Un autre écho est celui du livre d'Isaïe qui est l'agneau de douleur, l'agneau de l'innocence,
l'agneau conduit à la mort, l'agneau du silence, l'agneau de l'offrande pour porter le péché du
monde, non plus le bouc émissaire chassé dans le désert, mais l'agneau immolé qui réintroduit
le peuple dans la ville, dans la cité, justement pour que ce peuple puisse continuer à vivre
cette communion avec Dieu, malgré son péché, malgré ses blessures et malgré sa mort. Et
l'agneau du repas est donc aussi ici l'agneau de l'innocence et de la souffrance.

Il y a deux autres échos moins importants, mais qu'il ne me déplaît pas de rappeler. Le
psaume 114 dit que "le berger rassemble son troupeau et les agneaux bondiront de joie sur
les collines." L'agneau est donc aussi le symbole de la joie, le symbole de cette espèce de
spontanéité, de cette espèce de gaieté immédiate, première de ceux qui viennent de naître. Et
le deuxième texte c'est celui du chapitre onzième d'Isaïe où il est annoncé que "le loup
habitera avec l'agneau", non pas pour que le second soit mangé par le premier, mais pour que
le loup soit transfiguré et devienne un ami de l'agneau. C'est un petit peu la parabole de notre
conversion de pécheurs par la fréquentation de l'agneau qui nous transfigure à son image, à sa
ressemblance et selon son cœur.

Voila quelques-uns des échos scripturaires et profondément spirituels que Jean et André ont
laissé peut-être répercuter dans leur cœur d'homme, dans leur cœur de croyant, dans leur cœur
qui cherchait Dieu. Et ces échos de la Parole de Dieu les ont mis en route pour suivre Celui
que Jean-Baptiste désignait prophétiquement, c'est-à-dire comme étant réellement présent
devant eux, l'Agneau de Dieu.

Nous aussi, c'est cet Agneau de Dieu que nous suivons, en tout cas que nous voulons suivre.
Suivre l'Agneau de Dieu c'est demeurer avec Lui jusqu'à son heure, c'est-à-dire jusqu'à ce
qu'Il manifeste et prenne sur Lui toutes les images, toutes les préfigurations de l'Agneau dans
l'Ancien Testament, l'Agneau offert en sacrifice d'expiation pour nos péchés, corps livré, sang
versé pour le pardon des péchés de la multitude, et en même temps Agneau pascal de la
communion qui, en nous libérant du péché, nous permet de redevenir frères et donc de
constituer l'Église, l'humanité nouvelle.

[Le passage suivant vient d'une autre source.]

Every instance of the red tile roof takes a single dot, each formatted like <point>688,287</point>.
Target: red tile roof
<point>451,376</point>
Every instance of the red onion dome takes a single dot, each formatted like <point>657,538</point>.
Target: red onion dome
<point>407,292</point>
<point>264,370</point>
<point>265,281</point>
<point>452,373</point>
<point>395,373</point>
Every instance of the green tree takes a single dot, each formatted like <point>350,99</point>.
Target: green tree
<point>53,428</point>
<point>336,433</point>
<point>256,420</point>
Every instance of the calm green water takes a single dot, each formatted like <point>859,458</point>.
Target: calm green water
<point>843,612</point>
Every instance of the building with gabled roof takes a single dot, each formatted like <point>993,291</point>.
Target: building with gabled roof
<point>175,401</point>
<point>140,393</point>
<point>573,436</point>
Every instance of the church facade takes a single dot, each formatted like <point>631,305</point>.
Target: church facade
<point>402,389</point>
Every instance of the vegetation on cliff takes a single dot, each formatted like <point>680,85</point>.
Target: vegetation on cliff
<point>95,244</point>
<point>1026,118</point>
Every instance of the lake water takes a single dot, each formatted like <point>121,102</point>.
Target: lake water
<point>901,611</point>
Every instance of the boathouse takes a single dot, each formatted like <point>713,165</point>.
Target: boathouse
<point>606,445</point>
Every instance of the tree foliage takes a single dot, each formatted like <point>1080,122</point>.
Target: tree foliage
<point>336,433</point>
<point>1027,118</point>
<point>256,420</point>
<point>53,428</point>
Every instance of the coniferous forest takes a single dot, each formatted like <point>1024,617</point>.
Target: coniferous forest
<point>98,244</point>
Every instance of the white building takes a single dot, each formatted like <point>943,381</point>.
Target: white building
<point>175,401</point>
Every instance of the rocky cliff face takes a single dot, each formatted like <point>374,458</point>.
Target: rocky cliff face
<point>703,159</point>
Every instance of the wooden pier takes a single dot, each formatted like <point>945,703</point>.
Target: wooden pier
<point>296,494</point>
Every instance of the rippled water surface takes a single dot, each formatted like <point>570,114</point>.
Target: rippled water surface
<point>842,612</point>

Et en même temps, suivre le Christ, c'est déjà comme saint Pierre le pressentira encore
"tressaillir d'allégresse comme l'agneau sur les collines du printemps". Et c'est aussi déjà être
allégé de toute cette turpitude des loups pour que nous puissions apprendre à vivre avec le
Christ Agneau de Dieu et également agneaux les uns avec les autres. Et ceci dans l'attente
qu'un jour, tous ensemble, avec l'Agneau devenu notre pasteur, nous bondirons de joie sur les
collines éternelles dont Il est l'unique désiré.